By Ilya Shapiro And Matthew Larosiere

Before the tragic mass shooting in Las Vegas, almost nobody in the United States had ever heard of a “bump stock.” What was, and always has been, a gun-range novelty was suddenly the subject of national discussion. In the months following the tragedy, Congress considered and ultimately rejected a law banning these devices. Eager to seize political capital, however, the Trump administration sought to ban them anyway.

The administration faced one problem, though: the Constitution. As anyone who’s seen School House Rock can tell you, only Congress can write new laws. Never to let something like a written constitution get in their way, the administration tried to make new law by “reinterpreting” an existing law: the National Firearms Act of 1934 (NFA), which heavily regulates “machineguns.”

For decades, Congress, the executive branch, and the people shared a common understanding: the definition of “machinegun” in the NFA was clear, applying only to weapons that fired continuously from a single function. Be it with a button, a lever, or a traditional trigger, a “machinegun” fires continuously upon the performance of a single function. Bump stocks, which require substantial and continuous user input to fire, had never been considered “machineguns.” President Trump announced that his administration was changing course. The president expressly declined to go through Congress, instead directing officials to redefine bump-stock devices as “machineguns.” In turn, the Bureau of Alcohol, Tobacco, and Firearms (ATF) broke from decades of precedent and granted itself a new power to ban a widely owned firearm accessory.

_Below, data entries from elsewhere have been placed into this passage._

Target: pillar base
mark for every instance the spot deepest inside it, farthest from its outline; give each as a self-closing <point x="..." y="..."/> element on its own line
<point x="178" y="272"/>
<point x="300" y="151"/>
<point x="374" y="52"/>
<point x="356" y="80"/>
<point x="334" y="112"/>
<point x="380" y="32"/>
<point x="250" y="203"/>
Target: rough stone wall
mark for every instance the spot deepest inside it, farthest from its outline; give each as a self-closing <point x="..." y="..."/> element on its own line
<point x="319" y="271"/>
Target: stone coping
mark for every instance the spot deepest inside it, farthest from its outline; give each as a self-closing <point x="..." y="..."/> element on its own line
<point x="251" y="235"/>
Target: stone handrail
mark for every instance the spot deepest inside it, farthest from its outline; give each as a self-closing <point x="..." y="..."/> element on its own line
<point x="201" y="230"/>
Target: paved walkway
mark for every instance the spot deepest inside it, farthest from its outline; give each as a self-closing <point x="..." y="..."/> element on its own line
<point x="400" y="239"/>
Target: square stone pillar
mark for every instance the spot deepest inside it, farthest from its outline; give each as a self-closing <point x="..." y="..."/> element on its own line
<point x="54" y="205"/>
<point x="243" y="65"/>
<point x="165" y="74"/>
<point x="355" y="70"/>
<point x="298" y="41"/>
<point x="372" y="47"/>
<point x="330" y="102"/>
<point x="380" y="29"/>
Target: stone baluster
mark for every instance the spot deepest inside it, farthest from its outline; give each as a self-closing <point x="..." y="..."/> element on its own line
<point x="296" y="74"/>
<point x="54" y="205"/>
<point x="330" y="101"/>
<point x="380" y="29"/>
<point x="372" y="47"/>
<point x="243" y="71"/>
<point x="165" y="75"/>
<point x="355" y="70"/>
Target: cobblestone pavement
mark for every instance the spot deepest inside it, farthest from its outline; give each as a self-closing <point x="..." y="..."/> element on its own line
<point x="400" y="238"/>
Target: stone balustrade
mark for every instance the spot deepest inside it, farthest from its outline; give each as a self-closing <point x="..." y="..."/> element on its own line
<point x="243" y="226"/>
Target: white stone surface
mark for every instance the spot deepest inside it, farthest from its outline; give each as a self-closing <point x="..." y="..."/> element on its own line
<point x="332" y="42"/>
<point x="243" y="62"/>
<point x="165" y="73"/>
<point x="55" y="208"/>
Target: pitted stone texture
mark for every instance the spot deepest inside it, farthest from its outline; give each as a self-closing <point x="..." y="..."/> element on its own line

This expansion of regulatory authority, motivated by political expediency, cannot stand. Whether one agrees that bump stocks should be regulated or not, this change is about far more than bump stocks. ATF has asserted the complete authority to ban any new class of weapons that were never covered by the 1934 law. This approach impermissibly expands the executive branch’s power to rewrite criminal laws and the casual approach to ignoring the Constitution would certainly not stop with the ATF if allowed to stand.

The new rule, making felons of an unknowable number of Americans, took effect on March 26, 2019. Gun owners and advocacy groups filed lawsuits in several federal districts, including one that ended up in the U.S. Court of Appeals for D.C. Circuit in which Cato also filed.

Another case is now before the U.S. Court of Appeals for the Tenth Circuit. It was brought by the New Civil Liberties Alliance on behalf of Clark Aposhian, who lawfully purchased a bump stock. Our brief here addresses issues that no other amicus discusses: that the executive branch cannot use the administrative process to accomplish legislative goals that Congress declined to enact.

The implications of this case extend far beyond bump stocks. Regardless of what public opinion is at this moment, the law means what it says. The executive branch has the power to interpret existing law, not create new ones. The administration argues, essentially, that the clear political motive here doesn’t matter, and that nothing prevents them from inventing their own definitions of the terms that define a “machinegun.” That simply isn’t the case. Administrative interpretations are supposed to do just that—interpret existing law—not give new meaning to an old one.

If the government really wants to regulate bump stocks, it needs to do so by passing a new law, not by assigning new meaning to an old one. The Founders weren’t short-sighted; there’s a reason laws that affect the entire nation have to come through Congress, not through politically motivated bureaucratic reimagination.

The Tenth Circuit will hear argument in Aposhian v. Barr this summer.